А в воскресенье девятого января пришли к царскому дворцу многие тысячи людей с попом Гапоном во главе, прося покорно выслушать их жалобы и просьбы. Солдаты открыли стрельбу. Было около тысячи убитых и две тысячи раненых. В ответ была объявлена всеобщая забастовка, бастовали железные дороги во всей России и в Польше. До Варшавы призыв к забастовке дошел в конце января. 27 января бастовал весь город, трамваи не ходили, все магазины были закрыты. На Новом Святе, где помещался русский офицерский кооператив, жулье разбило окна и ворвалось внутрь. Но рабочие организации немедленно пресекли попытки грабежа и побросали обратно в окно большую часть награбленных товаров. Город производил жуткое впечатление. Ночью — тьма кромешная. Слышны только выстрелы военных патрулей. Ввели военное положение. Хлебопекарни не работали, были перебои с хлебом. Я отправился в пригород, во Влохи, и принес хлеб с риском для жизни, потому что на Желязной улице меня обстрелял патруль. В Варшаве было около ста убитых. «Пролетариат» организовал выпечку хлеба в Мокотове. Мы выдавали хлеб рабочим, независимо от их партийной принадлежности. Помню, девушки раздавали талоны, среди них Марыся Мрозинская, восемнадцатилетняя студентка театрального училища, очень красивая, смелая, со вкусом одетая. Сейчас она звезда у «Момуса». ...Мы втроем, с Марысей и ее подружкой Янкой Холевинской, ходили по квартирам, проверяли и выдавали талоны. Где-то на Раковецкой, помнится, где стояли полудеревенские избы, заходим в квартиру — на кровати молодой парень расхристанный валяется, рядом бутылка водки. Мы хотели уйти, но тут он вскочил и кинулся на нас с ножом — давайте, мол, талоны на хлеб. Я ему приставил к носу браунинг, и он сразу сник. Боевиков все уважали... Я и до этого случая часто поручал Мрозинской переносить листовки, оружие, но пистолетом тогда воспользовался впервые.
Пистолет мне дал Ольдек Юргелевич. Он пригласил меня с собой однажды за город, в район Натолина, где его дядя управлял заброшенным имением. В старом доме были большущие подвалы, и в одном из них мы оборудовали тир. Именно Ольдек открыл у меня талант к стрельбе. Я попал в мишень с первой попытки и потом тоже редко когда мазал. Вообще я обращался с пистолетом, как со старым приятелем, Ольдек верить не хотел, что я никогда раньше не держал оружия в руках. В то имение мы потом еще много раз ездили упражняться в стрельбе.

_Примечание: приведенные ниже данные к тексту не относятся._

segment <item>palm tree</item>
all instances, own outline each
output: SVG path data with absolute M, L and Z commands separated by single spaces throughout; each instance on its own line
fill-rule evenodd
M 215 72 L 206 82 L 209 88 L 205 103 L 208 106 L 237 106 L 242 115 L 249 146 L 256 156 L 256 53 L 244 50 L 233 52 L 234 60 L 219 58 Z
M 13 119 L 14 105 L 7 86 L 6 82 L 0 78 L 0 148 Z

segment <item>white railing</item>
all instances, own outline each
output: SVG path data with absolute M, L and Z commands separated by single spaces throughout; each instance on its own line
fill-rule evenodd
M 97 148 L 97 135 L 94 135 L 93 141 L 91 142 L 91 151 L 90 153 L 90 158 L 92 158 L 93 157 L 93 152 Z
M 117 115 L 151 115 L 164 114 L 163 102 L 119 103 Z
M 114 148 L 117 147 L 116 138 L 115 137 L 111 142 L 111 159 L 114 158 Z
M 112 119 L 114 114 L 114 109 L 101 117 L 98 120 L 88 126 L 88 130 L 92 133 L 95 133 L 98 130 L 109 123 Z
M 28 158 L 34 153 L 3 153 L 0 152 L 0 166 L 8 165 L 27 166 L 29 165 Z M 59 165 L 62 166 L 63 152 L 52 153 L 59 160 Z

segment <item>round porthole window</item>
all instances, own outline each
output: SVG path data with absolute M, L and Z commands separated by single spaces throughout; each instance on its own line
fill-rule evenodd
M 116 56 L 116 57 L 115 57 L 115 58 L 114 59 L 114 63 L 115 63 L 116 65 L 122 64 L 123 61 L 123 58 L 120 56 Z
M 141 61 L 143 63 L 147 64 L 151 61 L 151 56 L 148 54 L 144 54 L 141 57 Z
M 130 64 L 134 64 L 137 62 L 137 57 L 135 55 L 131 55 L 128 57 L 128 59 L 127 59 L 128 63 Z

Четвертого февраля Каляев убил бомбой в Москве великого князя Сергея. Это известие произвело в Варшаве огромное впечатление. Ходили всякие слухи, в частности о том, что на месте покушения какая-то старушка подошла к жандарму:
— Скажи, голубчик, что случилось? Кажись, убили кого-то?
— Проходи, бабка, проходи. Кого надо, того и убили.
А у Цедергрена меня после двухнедельной переподготовки перевели в монтеры. Я подобрал себе в помощники смекалистого парнишку, делился с ним чаевыми, и мы сами решали, когда закончить рабочий день. Я теперь зарабатывал 35 рублей, сестру Халинку, которая окончила только шесть классов гимназии, устроил телефонисткой. Я отдавал все жалованье матери, себе оставляя только чаевые, Халина оставляла себе три рубля, таким образом мать получала от нас 50 рублей на хозяйство, и у нее отлегло от сердца: «Мы выбрались из нужды, дети мои...» Я был самым младшим из монтеров и единственным, у кого был аттестат зрелости. Репутация у меня была отличная. Однажды мы ставили телефоны на квартире председателя нескольких акционерных обществ, большой шишки, он соблаговолил зайти в комнату, где я работал, побеседовал со мной, а потом по телефону поблагодарил шефа за то, что ему прислали такого развитого и умелого работника, если все у нас такие, то он поздравляет... Шеф, рассказывая мне об этом, добавил: «Ваш ум и образование позволят вам подняться до инспектората телефонной сети, имейте это в виду...» Возможно, он знал что-нибудь о моей связи с революционным движением и хотел меня таким образом предостеречь и удержать, ведь инспектор сети — это два заместителя с окладами по 60 рублей и инспектор — 100 рублей в месяц.